Quelques exemples de déclencheurs UX (triggers)

  • Nécessité et besoin :  il s’agit d’un déclencheur de base, un argumentaire de vente simple : “voici ce dont vous avez besoin (produit, service,application) et voici comment l’acheter”. On retrouve ici la fameuse “promesse” qui est à la base du marketing : le bénéfice matériel que le vendeur propose à l’utilisateur à l’achat, puis à  l’usage de son produit.
  • Réciprocité (l’utilisateur reçoit quelque chose d’utile gratuitement) : assistance, consultation, essai routier, version de démonstration, histoire, manuel, recette, jeu, webinaire, vidéo, etc.
  • Storytelling et UX writing : le texte est un puissant déclencheur qui engage et encourage l’action.
  • Divertissement : l’un des déclencheurs les plus efficaces qui peut s’appuyer sur la gamification ou la ludification.
  • Les déclencheurs d’interface utilisateur, à travers le mouvement : l’animation, la gamification ou la vidéo, mais aussi tout élément dynamique : lignes, taches et formes de couleur, rythme, mise à l’échelle, progression, couleurs, luminosité, contraste, saturation.
  • Les sons :  alertes sonores ou mélodies.
  • La nouveauté : un nouvelle information, produit ou fonctionnalité, un produit attrayant conserve toujours un certain degré de nouveauté, de suspense et de variabilité).
  • La preuve sociale : la qualité d’un produit ou d’un service, attestée sur les réseaux sociaux et dans les médias traditionnels, documents et certificats, appel à l’autorité, avis d’utilisateurs, preuves photo et vidéo.
  • Rareté :  elle peut jouer sur le FOMO (Fear of Missing Out), et se matérialise par exemple dans des promotions, offres, récompenses à durée déterminée.
Screenshot récompense Duolingo - Rétention - Wedo Studios

Exemple de récompense par la gamification sur Duolingo, l’application d’apprentissage des langues. Les gemmes à collecter sur la version mobile permettent d’acheter différentes options.

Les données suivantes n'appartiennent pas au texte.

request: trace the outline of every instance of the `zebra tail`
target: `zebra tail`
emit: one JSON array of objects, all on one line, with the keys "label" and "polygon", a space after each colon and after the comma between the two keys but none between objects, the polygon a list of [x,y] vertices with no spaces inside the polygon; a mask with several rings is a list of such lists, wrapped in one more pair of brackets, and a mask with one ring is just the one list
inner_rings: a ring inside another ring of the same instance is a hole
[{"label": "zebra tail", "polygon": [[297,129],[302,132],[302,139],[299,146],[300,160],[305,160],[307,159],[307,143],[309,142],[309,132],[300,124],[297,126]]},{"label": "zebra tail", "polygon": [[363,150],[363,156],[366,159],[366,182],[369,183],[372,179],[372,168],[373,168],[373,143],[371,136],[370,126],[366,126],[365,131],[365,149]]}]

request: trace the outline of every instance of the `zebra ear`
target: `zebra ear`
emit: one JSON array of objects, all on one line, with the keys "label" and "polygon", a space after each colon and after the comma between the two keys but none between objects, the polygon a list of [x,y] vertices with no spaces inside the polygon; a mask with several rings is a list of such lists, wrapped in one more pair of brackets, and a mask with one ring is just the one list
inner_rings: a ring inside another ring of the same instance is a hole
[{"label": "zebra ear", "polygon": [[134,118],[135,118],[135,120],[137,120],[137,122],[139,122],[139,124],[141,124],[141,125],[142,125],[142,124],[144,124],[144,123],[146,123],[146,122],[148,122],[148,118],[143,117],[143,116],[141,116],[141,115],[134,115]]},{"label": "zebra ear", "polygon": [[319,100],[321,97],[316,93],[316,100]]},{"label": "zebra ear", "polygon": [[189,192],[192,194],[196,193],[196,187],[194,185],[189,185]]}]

La puissance de la personnalisation pour fidéliser l’utilisateur

Nombreuses sont les applications requérant de la data fournie par l’utilisateur avec la promesse d’une hyper personnalisation du produit et du service. La finalité ? proposer une offre sur mesure qui se rapprocherait au plus près des besoins de l’utilisateur. L’onboarding est généralement le moment privilégié pour cette collecte d’informations.

Construire un parcours de personnalisation fluide, élégant et facile à répondre, stimule la rétention. Il est alors important de communiquer sur le fonctionnement de la collecte de données et ses bénéfices, afin d’inciter les utilisateur·rice·s à renseigner leurs informations.

Screenshot personnalisation Balance - Rétention - Wedo studios
Screenshot personnalisation Flo- Rétention - Wedo studios

Parcours de personnalisation des applications Balance (méditation) et Flo  (suivi menstruel et de grossesse entre autres).

Le temps, pilier de la rétention

Autre point fort de la personnalisation : le suivi des progrès au fil du temps est un puissant outil de rétention qui aide les utilisateurs à créer des rituels à travers des habitudes, des récurrences et des rappels. L’utilisation de Calendar design matérialise le temps et la durée, permettant ainsi aux utilisateur·rice·s d’anticiper leurs efforts à venir pour atteindre leurs objectifs. Notons également une UX  writing encourageante afin que l’application soit considérée comme un accompagnement positif au jour le jour.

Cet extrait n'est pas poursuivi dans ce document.